There is an intriguing aspect of history since the advent of governments guided by the vote of the people: that is the vast increase in competitive trade and what, in 19th century America, was referred to as “inventing a better mouse trap.” 

This urge to develop something new and more appealing to the shopper is the engine that has changed our world. Horse travel, by cart or astride, has been replaced by a worldwide fleet of internal combustion engines. And now we’re trying to replace those.

Communications no longer are dependent upon the footman you keep; the stranger who happens to be going from Joppa to Toulouse where you hope your letter from Palestine will be received; the ship that may founder on its way from you in New York to your business partner in Canton.

That wonder of orderly government, the Postal System, has been all but replaced now by the instant communications of the internet and email.

Might these developments not have occurred if monarchy had continued to hold sway?

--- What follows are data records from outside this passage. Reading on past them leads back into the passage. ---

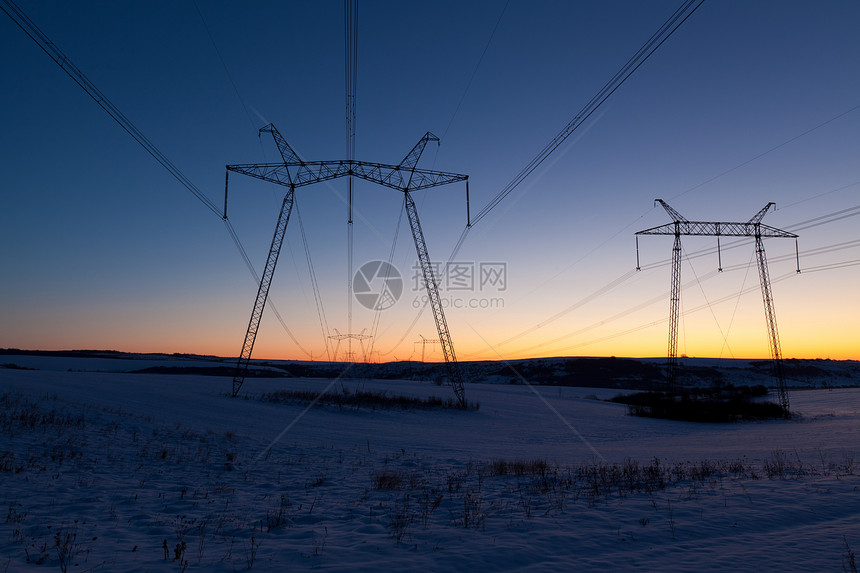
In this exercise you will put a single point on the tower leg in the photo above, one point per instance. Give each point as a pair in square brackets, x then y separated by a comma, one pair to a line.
[770, 317]
[263, 292]
[674, 304]
[453, 368]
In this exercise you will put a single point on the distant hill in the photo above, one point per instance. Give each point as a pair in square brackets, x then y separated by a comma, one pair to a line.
[597, 372]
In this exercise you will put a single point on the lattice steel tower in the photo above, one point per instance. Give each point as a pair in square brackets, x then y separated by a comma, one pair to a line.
[405, 177]
[752, 228]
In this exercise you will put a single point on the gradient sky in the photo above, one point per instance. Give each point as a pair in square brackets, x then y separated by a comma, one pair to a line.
[748, 102]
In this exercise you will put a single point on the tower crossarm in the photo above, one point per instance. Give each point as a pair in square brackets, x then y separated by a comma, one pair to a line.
[310, 172]
[724, 229]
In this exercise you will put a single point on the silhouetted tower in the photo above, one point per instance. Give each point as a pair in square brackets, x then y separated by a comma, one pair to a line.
[404, 177]
[424, 342]
[752, 228]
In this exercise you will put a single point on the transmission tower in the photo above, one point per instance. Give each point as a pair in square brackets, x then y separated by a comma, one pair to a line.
[350, 355]
[405, 177]
[752, 228]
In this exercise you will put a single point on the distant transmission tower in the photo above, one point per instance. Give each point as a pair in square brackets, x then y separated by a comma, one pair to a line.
[405, 177]
[752, 228]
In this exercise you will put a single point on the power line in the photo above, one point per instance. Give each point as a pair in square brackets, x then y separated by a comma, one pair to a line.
[35, 34]
[639, 58]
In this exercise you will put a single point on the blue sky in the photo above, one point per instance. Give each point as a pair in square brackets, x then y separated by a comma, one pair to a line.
[102, 248]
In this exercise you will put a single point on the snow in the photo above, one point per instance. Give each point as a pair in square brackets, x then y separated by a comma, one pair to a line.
[129, 461]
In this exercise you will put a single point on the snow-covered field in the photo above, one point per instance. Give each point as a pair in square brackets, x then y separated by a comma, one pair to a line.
[145, 472]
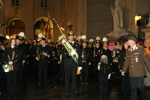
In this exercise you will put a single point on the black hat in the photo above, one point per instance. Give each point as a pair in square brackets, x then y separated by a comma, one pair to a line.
[70, 33]
[132, 38]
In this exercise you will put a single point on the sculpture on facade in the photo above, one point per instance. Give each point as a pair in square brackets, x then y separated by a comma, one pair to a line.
[117, 17]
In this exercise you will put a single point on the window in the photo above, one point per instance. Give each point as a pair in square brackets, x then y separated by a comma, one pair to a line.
[15, 2]
[44, 3]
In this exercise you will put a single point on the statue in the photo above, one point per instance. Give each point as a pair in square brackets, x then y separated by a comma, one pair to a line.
[117, 17]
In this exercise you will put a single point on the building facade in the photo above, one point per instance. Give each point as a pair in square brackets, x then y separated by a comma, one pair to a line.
[90, 17]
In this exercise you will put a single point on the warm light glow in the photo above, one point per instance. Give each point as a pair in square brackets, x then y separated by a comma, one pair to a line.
[7, 37]
[137, 18]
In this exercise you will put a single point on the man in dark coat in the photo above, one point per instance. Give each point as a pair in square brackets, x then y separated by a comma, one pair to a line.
[43, 56]
[70, 66]
[136, 58]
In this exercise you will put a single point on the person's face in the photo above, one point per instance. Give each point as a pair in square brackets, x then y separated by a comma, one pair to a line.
[13, 42]
[71, 38]
[131, 43]
[105, 45]
[42, 42]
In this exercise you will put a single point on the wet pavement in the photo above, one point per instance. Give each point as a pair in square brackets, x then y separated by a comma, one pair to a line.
[54, 90]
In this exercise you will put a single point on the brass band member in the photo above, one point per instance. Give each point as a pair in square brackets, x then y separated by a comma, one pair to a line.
[96, 56]
[12, 56]
[86, 56]
[136, 58]
[70, 67]
[43, 57]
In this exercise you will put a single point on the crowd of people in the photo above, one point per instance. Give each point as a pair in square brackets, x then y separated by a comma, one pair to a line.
[97, 59]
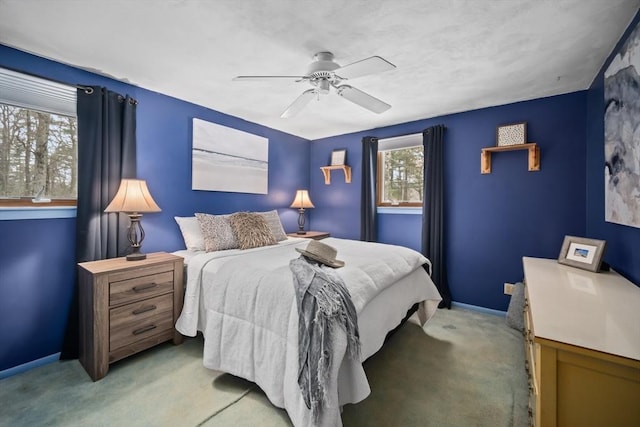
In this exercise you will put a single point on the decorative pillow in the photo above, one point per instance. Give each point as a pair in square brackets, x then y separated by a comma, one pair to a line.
[191, 233]
[217, 232]
[273, 221]
[251, 230]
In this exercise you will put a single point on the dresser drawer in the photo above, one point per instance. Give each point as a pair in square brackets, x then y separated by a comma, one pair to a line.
[134, 289]
[131, 330]
[140, 311]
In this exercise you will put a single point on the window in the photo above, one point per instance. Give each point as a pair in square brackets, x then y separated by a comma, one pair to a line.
[38, 141]
[400, 171]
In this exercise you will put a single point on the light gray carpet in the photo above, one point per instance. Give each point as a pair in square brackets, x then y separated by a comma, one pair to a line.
[465, 369]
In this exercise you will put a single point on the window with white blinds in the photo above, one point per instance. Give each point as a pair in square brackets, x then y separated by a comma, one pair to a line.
[400, 171]
[38, 141]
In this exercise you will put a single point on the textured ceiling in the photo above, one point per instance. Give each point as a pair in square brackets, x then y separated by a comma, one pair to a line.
[451, 56]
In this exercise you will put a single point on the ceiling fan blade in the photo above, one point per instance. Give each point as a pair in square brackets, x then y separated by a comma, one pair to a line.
[250, 78]
[372, 65]
[362, 99]
[299, 103]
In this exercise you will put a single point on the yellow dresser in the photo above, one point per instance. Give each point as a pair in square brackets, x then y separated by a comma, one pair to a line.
[582, 344]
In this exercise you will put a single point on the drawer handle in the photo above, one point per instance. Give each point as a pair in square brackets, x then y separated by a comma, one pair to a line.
[144, 329]
[142, 288]
[144, 309]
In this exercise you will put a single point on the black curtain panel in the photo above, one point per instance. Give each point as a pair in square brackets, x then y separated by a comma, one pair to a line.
[368, 222]
[106, 154]
[433, 221]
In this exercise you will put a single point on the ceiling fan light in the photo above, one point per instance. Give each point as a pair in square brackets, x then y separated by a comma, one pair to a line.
[323, 86]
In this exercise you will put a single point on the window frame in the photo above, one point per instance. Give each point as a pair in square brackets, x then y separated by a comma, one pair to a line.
[31, 92]
[396, 143]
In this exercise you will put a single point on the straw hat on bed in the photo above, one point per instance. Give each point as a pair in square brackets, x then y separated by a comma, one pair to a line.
[322, 253]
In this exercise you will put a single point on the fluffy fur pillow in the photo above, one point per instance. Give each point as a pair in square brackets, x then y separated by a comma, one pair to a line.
[217, 232]
[273, 221]
[251, 230]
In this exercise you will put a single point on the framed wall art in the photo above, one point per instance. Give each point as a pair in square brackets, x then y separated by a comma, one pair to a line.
[511, 134]
[227, 159]
[338, 157]
[582, 253]
[621, 148]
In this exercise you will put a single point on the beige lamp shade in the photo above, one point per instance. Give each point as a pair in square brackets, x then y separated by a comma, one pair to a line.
[133, 196]
[302, 200]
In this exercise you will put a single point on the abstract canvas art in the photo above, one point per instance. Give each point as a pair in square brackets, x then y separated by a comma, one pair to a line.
[226, 159]
[622, 134]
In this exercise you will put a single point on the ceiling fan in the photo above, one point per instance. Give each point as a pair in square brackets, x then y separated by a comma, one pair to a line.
[324, 73]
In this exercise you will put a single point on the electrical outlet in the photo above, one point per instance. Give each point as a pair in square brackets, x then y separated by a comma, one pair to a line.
[508, 288]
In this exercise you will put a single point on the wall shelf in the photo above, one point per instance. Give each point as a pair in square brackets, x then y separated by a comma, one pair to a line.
[532, 147]
[326, 171]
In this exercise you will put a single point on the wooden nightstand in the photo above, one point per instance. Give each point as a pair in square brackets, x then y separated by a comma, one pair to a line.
[127, 307]
[315, 235]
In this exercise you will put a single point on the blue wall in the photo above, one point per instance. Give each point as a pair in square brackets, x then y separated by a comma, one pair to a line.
[37, 265]
[492, 220]
[623, 242]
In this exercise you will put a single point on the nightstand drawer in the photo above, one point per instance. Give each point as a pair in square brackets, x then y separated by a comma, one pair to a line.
[137, 288]
[140, 311]
[134, 331]
[127, 307]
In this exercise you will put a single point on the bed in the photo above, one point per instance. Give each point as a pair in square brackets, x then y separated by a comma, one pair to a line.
[243, 302]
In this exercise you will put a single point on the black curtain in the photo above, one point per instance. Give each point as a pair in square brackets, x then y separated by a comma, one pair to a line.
[368, 223]
[433, 222]
[106, 154]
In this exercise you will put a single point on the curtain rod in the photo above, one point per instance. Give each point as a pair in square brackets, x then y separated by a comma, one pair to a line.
[407, 134]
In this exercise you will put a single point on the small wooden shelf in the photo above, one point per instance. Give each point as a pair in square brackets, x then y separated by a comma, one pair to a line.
[326, 171]
[532, 147]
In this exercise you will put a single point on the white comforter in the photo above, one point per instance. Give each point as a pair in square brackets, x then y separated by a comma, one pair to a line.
[244, 304]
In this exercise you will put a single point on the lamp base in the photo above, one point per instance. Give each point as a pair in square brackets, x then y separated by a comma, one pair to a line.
[136, 256]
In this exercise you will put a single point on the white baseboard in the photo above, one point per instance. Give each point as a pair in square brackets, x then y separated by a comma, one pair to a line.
[29, 365]
[478, 308]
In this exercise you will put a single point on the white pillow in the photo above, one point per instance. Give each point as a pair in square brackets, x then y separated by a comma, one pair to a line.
[191, 232]
[274, 223]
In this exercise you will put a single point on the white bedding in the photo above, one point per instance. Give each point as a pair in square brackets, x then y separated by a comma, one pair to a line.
[244, 304]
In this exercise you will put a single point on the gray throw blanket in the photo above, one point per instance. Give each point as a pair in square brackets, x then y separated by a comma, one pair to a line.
[324, 303]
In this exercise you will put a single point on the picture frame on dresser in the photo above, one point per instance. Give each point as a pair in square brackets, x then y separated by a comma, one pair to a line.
[581, 252]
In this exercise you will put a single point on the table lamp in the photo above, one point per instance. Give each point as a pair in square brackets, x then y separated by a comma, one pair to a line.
[302, 202]
[133, 198]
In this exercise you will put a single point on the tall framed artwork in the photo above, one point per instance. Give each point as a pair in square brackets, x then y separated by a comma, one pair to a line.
[622, 134]
[227, 159]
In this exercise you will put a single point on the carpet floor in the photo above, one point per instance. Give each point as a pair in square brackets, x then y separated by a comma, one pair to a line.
[465, 368]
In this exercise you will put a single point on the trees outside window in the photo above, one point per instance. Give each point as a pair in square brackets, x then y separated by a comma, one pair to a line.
[38, 155]
[400, 176]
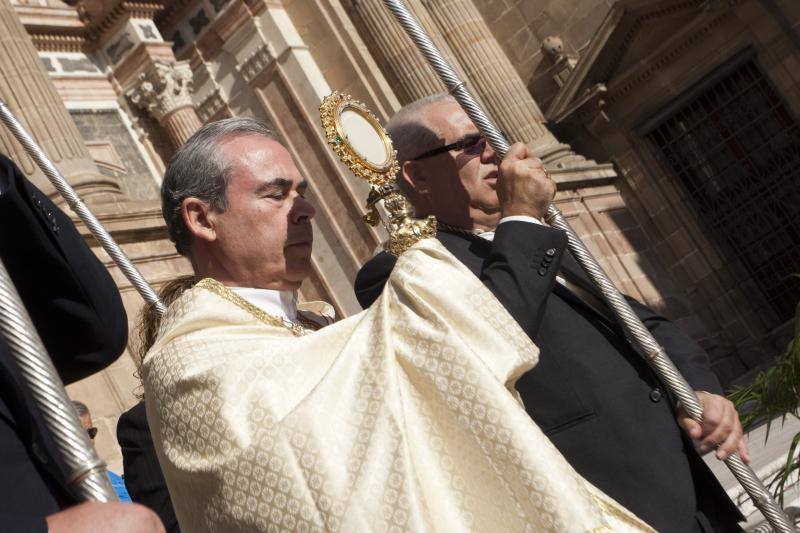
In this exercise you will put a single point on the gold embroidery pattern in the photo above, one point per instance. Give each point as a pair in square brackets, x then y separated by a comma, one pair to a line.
[344, 430]
[224, 292]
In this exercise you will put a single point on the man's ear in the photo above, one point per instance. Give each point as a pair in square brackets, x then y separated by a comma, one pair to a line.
[415, 178]
[199, 218]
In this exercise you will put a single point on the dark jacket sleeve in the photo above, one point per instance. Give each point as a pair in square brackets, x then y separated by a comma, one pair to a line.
[521, 268]
[143, 477]
[69, 294]
[688, 356]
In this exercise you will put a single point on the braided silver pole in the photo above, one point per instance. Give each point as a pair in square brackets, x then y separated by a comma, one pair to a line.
[87, 473]
[637, 332]
[80, 209]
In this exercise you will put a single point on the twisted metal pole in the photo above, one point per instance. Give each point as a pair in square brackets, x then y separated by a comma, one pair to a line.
[87, 472]
[80, 209]
[637, 332]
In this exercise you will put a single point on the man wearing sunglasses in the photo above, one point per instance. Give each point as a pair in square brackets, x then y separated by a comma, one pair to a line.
[592, 395]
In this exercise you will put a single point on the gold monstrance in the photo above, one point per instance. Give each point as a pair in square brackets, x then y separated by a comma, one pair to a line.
[363, 145]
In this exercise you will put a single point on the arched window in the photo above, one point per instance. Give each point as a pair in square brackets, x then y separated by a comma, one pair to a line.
[735, 148]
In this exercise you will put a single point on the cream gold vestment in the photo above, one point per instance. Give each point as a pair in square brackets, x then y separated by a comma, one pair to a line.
[400, 418]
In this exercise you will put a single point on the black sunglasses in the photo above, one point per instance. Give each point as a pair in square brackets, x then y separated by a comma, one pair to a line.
[473, 143]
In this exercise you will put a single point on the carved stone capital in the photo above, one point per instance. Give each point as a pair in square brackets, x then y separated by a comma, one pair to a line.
[163, 88]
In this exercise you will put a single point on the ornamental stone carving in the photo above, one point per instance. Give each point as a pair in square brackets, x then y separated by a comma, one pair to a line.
[163, 88]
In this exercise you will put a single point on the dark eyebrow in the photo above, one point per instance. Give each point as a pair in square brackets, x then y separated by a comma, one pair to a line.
[282, 184]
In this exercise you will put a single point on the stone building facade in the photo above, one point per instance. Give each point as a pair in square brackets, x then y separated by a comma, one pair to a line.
[671, 127]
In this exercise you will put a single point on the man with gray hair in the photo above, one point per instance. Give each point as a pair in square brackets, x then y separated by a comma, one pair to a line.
[592, 395]
[263, 419]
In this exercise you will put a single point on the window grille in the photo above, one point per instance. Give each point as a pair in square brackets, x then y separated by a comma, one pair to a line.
[735, 148]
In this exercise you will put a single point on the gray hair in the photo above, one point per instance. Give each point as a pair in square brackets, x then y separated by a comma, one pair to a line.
[80, 408]
[198, 170]
[411, 133]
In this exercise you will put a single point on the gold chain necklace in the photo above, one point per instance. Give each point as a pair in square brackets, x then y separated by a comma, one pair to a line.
[298, 330]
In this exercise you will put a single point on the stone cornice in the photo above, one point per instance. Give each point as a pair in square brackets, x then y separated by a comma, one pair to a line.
[597, 73]
[83, 27]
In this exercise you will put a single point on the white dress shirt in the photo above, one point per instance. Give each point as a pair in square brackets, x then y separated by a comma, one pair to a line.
[281, 304]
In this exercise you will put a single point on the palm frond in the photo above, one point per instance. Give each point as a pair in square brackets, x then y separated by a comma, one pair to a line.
[775, 394]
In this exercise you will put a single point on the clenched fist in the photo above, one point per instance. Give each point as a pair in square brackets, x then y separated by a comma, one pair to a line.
[524, 187]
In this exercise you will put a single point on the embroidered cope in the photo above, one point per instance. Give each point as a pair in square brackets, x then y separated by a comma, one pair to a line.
[400, 418]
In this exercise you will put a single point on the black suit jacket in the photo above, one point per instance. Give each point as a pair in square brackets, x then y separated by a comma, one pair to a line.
[143, 477]
[78, 313]
[594, 397]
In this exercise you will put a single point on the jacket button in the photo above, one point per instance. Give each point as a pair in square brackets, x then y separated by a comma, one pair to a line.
[656, 395]
[37, 451]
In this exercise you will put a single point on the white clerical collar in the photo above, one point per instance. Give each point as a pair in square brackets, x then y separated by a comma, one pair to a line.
[282, 304]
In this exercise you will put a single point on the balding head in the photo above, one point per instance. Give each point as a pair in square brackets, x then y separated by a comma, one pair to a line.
[456, 183]
[412, 132]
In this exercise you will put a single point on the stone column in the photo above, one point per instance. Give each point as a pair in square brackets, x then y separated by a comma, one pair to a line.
[402, 63]
[491, 74]
[27, 89]
[165, 91]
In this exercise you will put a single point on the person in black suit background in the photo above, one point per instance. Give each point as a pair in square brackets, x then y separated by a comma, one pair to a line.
[143, 476]
[594, 397]
[77, 310]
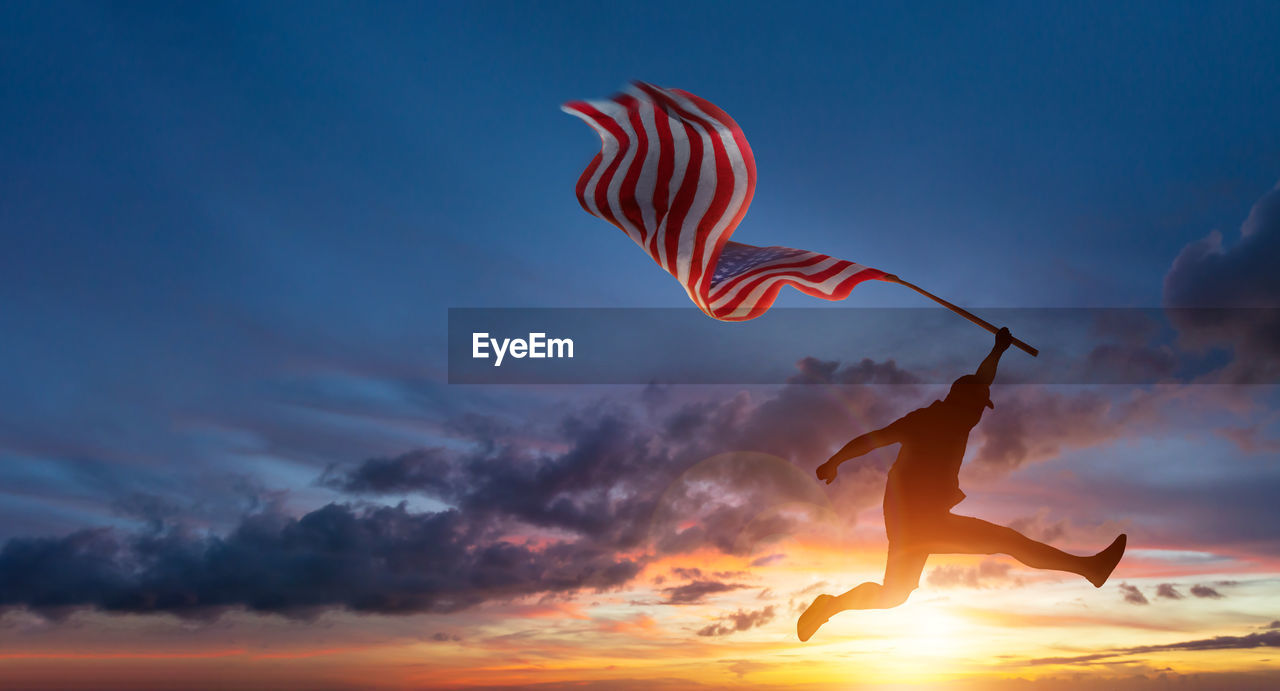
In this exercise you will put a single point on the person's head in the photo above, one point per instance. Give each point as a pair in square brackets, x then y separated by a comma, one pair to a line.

Monarchy thrives on old customs and traditions and has a vested interest in shunning the new.

We can see that in those countries where monarchy lasted late – monarchy curbed by elected government being the striking exception – the innovations that have changed the world did not take place.

If government by the people had lasted unperturbed from 1265 onward, would Nicholas Tesla and Bill Gates – no doubt with some other names – have brought forth their world changing discoveries by the year 1500? What would our world be now, five hundred years into further development?